For comparison, it is essential to note that although the present study shows a photothermal efficiency similar to the only reported PMD using MXene,[26] the incident light input used in our work was significantly lower (ca. 6 times less). Their flux was much higher, although because of their preheated inlet feedwater (at 65 °C) and the higher light power density (5.8 suns) at which their MXene-coated membranes (PVDF in their case) were irradiated. However, for other non-MXene-based MD systems irradiated at lower power densities (i.e., 0.75–one sun) with a feed temperature of ca. 20 °C, the reported water vapor fluxes and photothermal efficiencies were on par with our results. Given the nascent stage of research on MXene-based MD systems, meeting the performance of other mature photothermal materials is quite recognizable. Nonetheless, whether further research should be directed to developing novel photothermal materials with ideal intrinsic properties to effectively enhance PMD performance or invest in designing innovative modules and optimized processes toward high-performance PMD systems remains a debatable question.[67]

Conclusions

In this work, we prepared three sets of MXene-coated membranes, each with a specific aerial density, where the hydrophobic PTFE membranes were successfully coated with the hydrophilic Ti3C2T MXene at different aerial densities using an optimized vacuum-assisted filtration technique. We investigated their PMD performance in a DCMD system under one-sun illumination.

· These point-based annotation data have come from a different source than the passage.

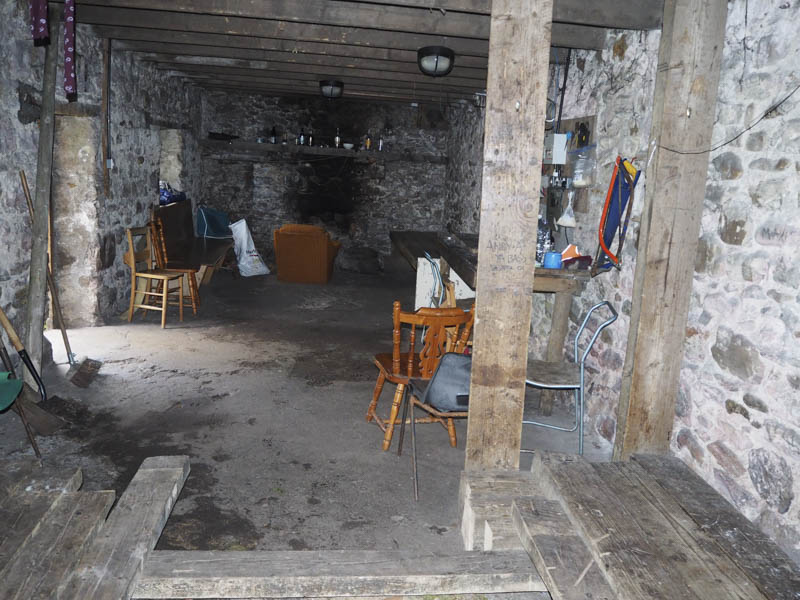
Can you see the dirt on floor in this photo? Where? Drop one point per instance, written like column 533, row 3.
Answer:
column 266, row 390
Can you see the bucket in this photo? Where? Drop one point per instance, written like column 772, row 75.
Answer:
column 552, row 260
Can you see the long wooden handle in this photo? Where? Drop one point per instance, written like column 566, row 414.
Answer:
column 12, row 335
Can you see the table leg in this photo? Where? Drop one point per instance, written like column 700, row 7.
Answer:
column 555, row 344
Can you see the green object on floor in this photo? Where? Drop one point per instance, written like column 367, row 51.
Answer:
column 9, row 389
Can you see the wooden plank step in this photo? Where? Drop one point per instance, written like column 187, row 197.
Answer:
column 693, row 557
column 320, row 574
column 775, row 574
column 500, row 534
column 633, row 564
column 476, row 512
column 488, row 494
column 20, row 514
column 55, row 546
column 562, row 559
column 115, row 557
column 27, row 475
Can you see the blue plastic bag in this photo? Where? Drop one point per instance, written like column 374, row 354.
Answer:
column 212, row 223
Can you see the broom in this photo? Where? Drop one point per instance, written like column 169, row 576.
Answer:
column 85, row 373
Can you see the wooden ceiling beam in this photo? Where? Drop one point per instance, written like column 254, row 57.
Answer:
column 322, row 12
column 283, row 80
column 214, row 41
column 357, row 96
column 247, row 54
column 317, row 73
column 411, row 17
column 563, row 35
column 353, row 36
column 306, row 79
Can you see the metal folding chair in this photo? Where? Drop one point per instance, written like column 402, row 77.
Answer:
column 567, row 375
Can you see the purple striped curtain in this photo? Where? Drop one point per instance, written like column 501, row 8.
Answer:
column 39, row 19
column 41, row 33
column 70, row 86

Membranes prepared with the least MXene loading (1.4 mg/cm2) have yielded the highest water vapor flux of ca. 0.77 kg/m2 h and the best photothermal efficiency of ca. 65.3% at a feed concentration of ca. 0.36 g/L. Our findings showed that feed flow rates above 2 mL/min have negatively affected the flux, contradicting conventional MD systems. We have also illustrated how high feed salinity, for example, 10 g/L, has affected the vapor flux of our membranes, bringing it down by ca. 40%, with a photothermal efficiency of ca. 38%. Similarly, an increase in the salinity of the feedwater to 20 g/L has significantly reduced the flux by ca. 63.8%. This reduction was attributed to the decreased temperature of the water meniscus at the membrane interface caused by the scattering of incident light by the accumulated salt particles on the top of the MXene nanosheets. In addition, the flux produced by our self-heating PMD system has demonstrated an instantaneous response to intermittent illumination, highlighting the capability of our system to operate autonomously in off-grid remote areas. Interestingly, our proposed solar-driven PMD system can produce ca. 6 L/day of freshwater per meter square of membrane surface area without additional external heating. Ultimately, we believe that there is further room to maximize the performance of such a cost-efficient PMD system by optimizing the optical absorptivity of our MXene nanosheets, thanks to their widely tunable properties.

Data Availability

The data sets generated and/or analyzed during the current study are available upon reasonable request.